Ao longo dos seus mais de 40 anos de carreira, Zemane Boy produziu dois trabalhos discográfico, publicados a partir do ano 2000. O primeiro chama-se Wa Hemba Utavuya Kaya (Estás Equivocado Irás Voltar à Casa) e foi chancelado pela editora Sons d’África Moçambique. Este álbum tem uma história particular que o compositor e intérprete narra.

“As pessoas ficam aborrecidas umas com as outras. No contexto dessa discussão, alguém pode decidir abandonar a casa a fim de encontrar um espaço supostamente melhor. Perante isso, os mais esclarecidos afirmam que a decisão de abandonar a casa, em resultado de uma contenda, não é definitiva nem é a mais acertada. Por isso, quem sai do lar está equivocado, um dia irá retornar à casa. É que não há lugar melhor que a sua casa, mesmo havendo problemas. O mesmo acontece quando alguém emigra para um outro país onde a vida social é dura. Essa pessoa não pode permanecer no sofrimento. Sempre volta à sua terra”.

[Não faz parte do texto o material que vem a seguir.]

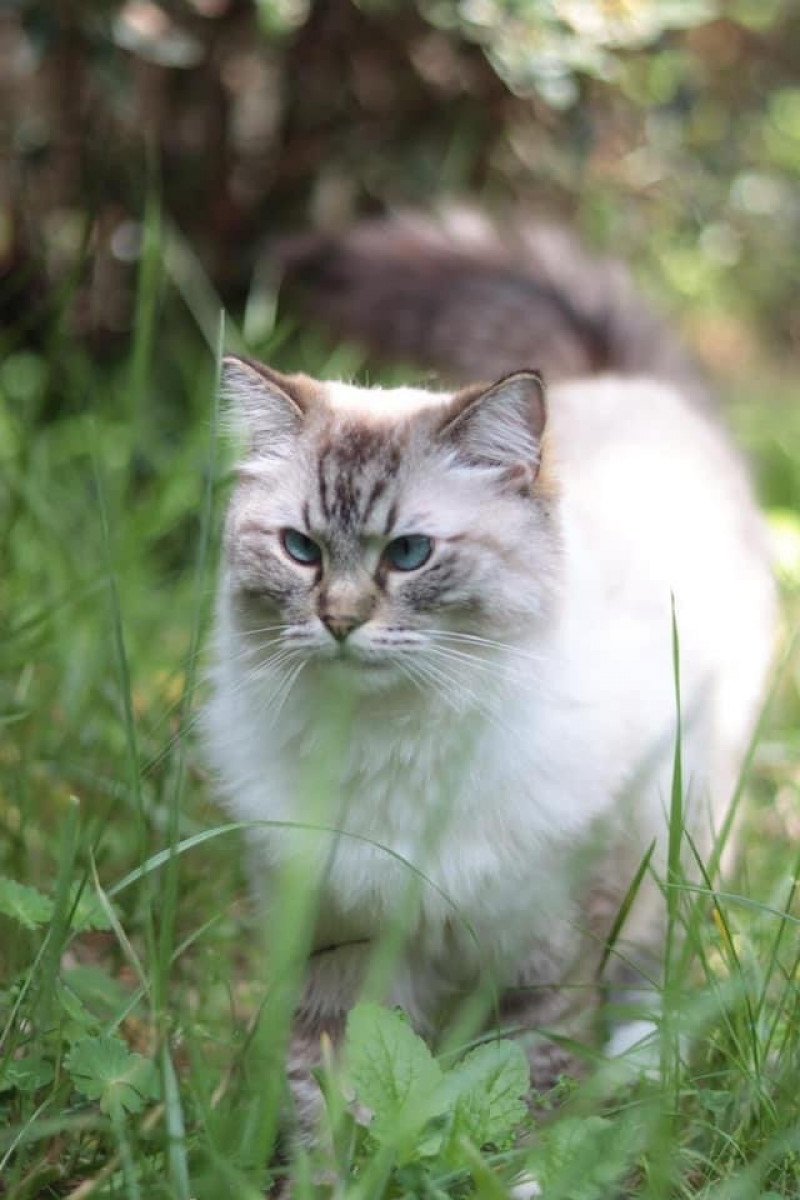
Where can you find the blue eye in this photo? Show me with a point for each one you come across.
(301, 549)
(409, 553)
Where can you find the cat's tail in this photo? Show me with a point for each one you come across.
(475, 301)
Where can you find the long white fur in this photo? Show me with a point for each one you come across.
(539, 747)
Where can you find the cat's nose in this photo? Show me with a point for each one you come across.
(340, 624)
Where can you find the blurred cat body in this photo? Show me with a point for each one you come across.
(504, 712)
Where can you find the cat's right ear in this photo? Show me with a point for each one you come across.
(264, 407)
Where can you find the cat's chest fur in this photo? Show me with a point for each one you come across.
(465, 816)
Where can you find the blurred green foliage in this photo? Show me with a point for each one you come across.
(667, 130)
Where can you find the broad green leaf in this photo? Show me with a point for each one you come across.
(104, 1069)
(25, 1074)
(391, 1068)
(24, 904)
(486, 1093)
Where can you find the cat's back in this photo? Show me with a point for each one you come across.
(659, 515)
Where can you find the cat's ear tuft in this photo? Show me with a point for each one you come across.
(265, 407)
(500, 426)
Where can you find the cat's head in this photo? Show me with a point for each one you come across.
(386, 528)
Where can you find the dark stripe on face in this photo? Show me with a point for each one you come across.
(322, 462)
(391, 517)
(378, 490)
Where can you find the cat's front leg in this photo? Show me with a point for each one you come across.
(541, 1014)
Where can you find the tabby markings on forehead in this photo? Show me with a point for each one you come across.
(341, 463)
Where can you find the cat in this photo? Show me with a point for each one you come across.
(468, 593)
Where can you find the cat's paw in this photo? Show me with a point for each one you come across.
(524, 1188)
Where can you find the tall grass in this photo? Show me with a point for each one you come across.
(139, 937)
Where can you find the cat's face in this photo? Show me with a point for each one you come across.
(386, 531)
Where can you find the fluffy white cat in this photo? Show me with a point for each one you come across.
(456, 609)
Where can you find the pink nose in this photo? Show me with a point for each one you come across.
(340, 625)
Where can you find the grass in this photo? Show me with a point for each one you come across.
(140, 1032)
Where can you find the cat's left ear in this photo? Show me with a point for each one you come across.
(266, 407)
(500, 426)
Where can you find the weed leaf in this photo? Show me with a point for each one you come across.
(391, 1068)
(104, 1069)
(23, 904)
(486, 1092)
(25, 1074)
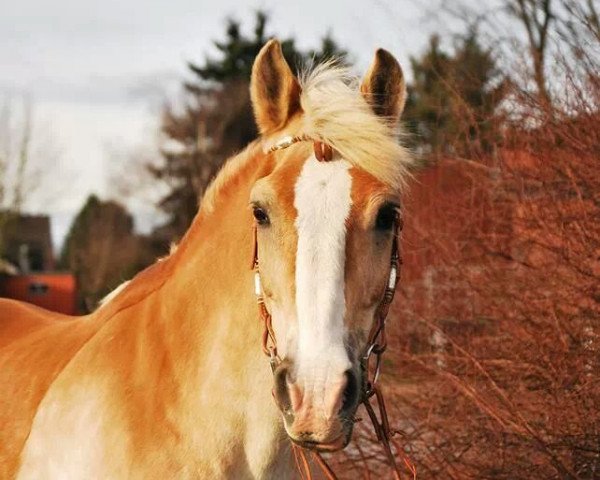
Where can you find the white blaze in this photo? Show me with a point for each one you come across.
(322, 200)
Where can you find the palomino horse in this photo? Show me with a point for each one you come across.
(168, 379)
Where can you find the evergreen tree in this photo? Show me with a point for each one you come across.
(217, 119)
(452, 106)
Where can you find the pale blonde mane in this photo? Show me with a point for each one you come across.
(336, 112)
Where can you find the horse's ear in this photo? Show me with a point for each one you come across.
(274, 89)
(384, 87)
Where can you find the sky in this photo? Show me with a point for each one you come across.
(95, 73)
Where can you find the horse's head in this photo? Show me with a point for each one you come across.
(325, 231)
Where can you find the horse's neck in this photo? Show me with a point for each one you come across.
(216, 333)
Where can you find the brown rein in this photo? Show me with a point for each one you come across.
(376, 346)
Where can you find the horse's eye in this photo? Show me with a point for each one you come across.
(386, 217)
(260, 215)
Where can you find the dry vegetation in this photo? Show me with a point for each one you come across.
(493, 371)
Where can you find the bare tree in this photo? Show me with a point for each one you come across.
(536, 17)
(27, 156)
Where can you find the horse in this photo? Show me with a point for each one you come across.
(168, 378)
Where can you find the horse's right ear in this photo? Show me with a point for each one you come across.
(274, 89)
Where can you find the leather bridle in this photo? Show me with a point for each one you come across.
(371, 359)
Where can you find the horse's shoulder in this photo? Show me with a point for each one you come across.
(35, 346)
(19, 319)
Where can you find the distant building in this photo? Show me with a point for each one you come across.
(27, 266)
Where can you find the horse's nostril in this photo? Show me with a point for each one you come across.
(350, 395)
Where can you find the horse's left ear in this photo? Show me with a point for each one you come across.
(274, 89)
(383, 86)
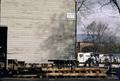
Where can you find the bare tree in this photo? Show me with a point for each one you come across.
(83, 4)
(101, 36)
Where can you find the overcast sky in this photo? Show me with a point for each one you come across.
(107, 14)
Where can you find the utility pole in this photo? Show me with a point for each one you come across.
(0, 12)
(75, 29)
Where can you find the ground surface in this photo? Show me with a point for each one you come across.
(32, 79)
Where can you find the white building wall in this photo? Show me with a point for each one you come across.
(38, 29)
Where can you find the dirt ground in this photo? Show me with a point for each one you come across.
(36, 79)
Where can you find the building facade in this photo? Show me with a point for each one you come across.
(39, 30)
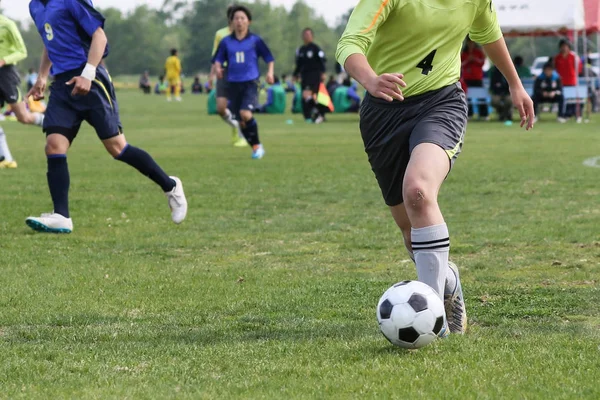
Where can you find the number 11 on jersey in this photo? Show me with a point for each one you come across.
(426, 65)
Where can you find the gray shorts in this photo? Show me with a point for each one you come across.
(223, 86)
(391, 131)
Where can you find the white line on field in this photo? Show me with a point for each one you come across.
(593, 162)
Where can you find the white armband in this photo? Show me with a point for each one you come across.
(89, 72)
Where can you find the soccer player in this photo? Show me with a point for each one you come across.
(173, 73)
(241, 51)
(82, 90)
(237, 138)
(413, 119)
(310, 69)
(12, 50)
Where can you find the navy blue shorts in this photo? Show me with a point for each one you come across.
(99, 107)
(242, 96)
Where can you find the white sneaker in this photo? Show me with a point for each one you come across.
(51, 223)
(177, 201)
(258, 153)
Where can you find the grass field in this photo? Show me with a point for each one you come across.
(268, 289)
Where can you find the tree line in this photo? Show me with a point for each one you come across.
(141, 39)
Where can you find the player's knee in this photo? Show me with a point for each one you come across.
(56, 144)
(246, 115)
(418, 196)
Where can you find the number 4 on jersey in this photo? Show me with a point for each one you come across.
(427, 64)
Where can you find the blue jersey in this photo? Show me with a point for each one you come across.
(242, 56)
(66, 27)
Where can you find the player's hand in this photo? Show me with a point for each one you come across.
(37, 91)
(81, 86)
(522, 101)
(270, 79)
(387, 87)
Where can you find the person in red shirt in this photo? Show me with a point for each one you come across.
(566, 63)
(473, 58)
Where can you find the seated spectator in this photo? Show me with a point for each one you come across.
(289, 84)
(473, 59)
(345, 98)
(161, 86)
(31, 78)
(197, 86)
(332, 85)
(548, 89)
(276, 99)
(523, 71)
(145, 82)
(501, 99)
(568, 65)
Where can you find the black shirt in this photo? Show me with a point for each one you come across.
(310, 60)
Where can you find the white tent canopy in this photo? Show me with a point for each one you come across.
(540, 16)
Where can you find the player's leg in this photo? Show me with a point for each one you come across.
(248, 95)
(237, 138)
(103, 115)
(435, 144)
(177, 89)
(59, 181)
(24, 116)
(6, 160)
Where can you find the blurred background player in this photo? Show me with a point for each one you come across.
(12, 50)
(310, 69)
(82, 90)
(237, 138)
(241, 51)
(276, 99)
(173, 74)
(414, 117)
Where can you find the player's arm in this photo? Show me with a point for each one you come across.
(486, 30)
(264, 51)
(92, 23)
(298, 65)
(219, 59)
(356, 40)
(39, 88)
(20, 51)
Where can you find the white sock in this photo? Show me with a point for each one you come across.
(39, 119)
(431, 247)
(228, 118)
(4, 150)
(450, 276)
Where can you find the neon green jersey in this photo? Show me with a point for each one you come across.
(421, 39)
(12, 47)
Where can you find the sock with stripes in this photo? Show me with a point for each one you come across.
(450, 275)
(431, 248)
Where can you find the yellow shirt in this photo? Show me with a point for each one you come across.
(421, 39)
(173, 67)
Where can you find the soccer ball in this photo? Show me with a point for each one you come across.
(410, 314)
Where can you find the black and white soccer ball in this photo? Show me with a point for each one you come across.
(410, 314)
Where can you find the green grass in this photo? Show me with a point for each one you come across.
(268, 289)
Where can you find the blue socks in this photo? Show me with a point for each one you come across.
(144, 163)
(250, 132)
(59, 182)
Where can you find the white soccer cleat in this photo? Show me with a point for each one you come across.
(177, 201)
(50, 223)
(258, 153)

Zemane Boy mistura a nossa Marrabenta com outros estilos e ritmos da música sul-africana. O seu segundo trabalho discográfico, Xitimelene, é exemplo disso. Uma autobiografia no sentido de que se inspira na experiência do artista.

“Muitas vezes, quando eu trabalhava na África do Sul, fazia-me transportar de comboio para Komatipoort. Ao longo da viagem, as pessoas tiram as suas marmitas para se alimentarem. O drama é que sempre que comiam, quem não tivesse fazia o percurso a salivar. É como se pudesse degustar aquelas iguarias com os outros, o que era quase impossível. Por isso pedi à minha mulher para confeccionar amendoim a fim de que eu tivesse lanche no comboio”.

O futuro

Originário do distrito de Chibuto, na província de Gaza, Zemane Boy é pai e vive maritalmente. Presentemente, dedica-se à música como sua actividade exclusiva. É por essa razão que a encara com uma grande expectativa.

“Além da música não tenho outra actividade económica. De todos os modos, tenho a certeza de que quando as portas se abrirem serei bem-sucedido. Eu não sou muito conhecido, por isso, preciso de me encontrar com aqueles empresários que influenciam o mercado musical nacional. Acho que eles podem promover-me”.

É por essa razão que se elabora este desiderato: “Espero que qualquer empresário que ouvir falar de mim, neste jornal, que me contacte para fazer shows porque, quando estiver no palco, eu não sou preguiçoso. As pessoas que me viram, há pouco tempo, nesta cerimónia de apuramento para o VIII Festival Nacional de Cultura, apreciaram imenso a minha actuação”.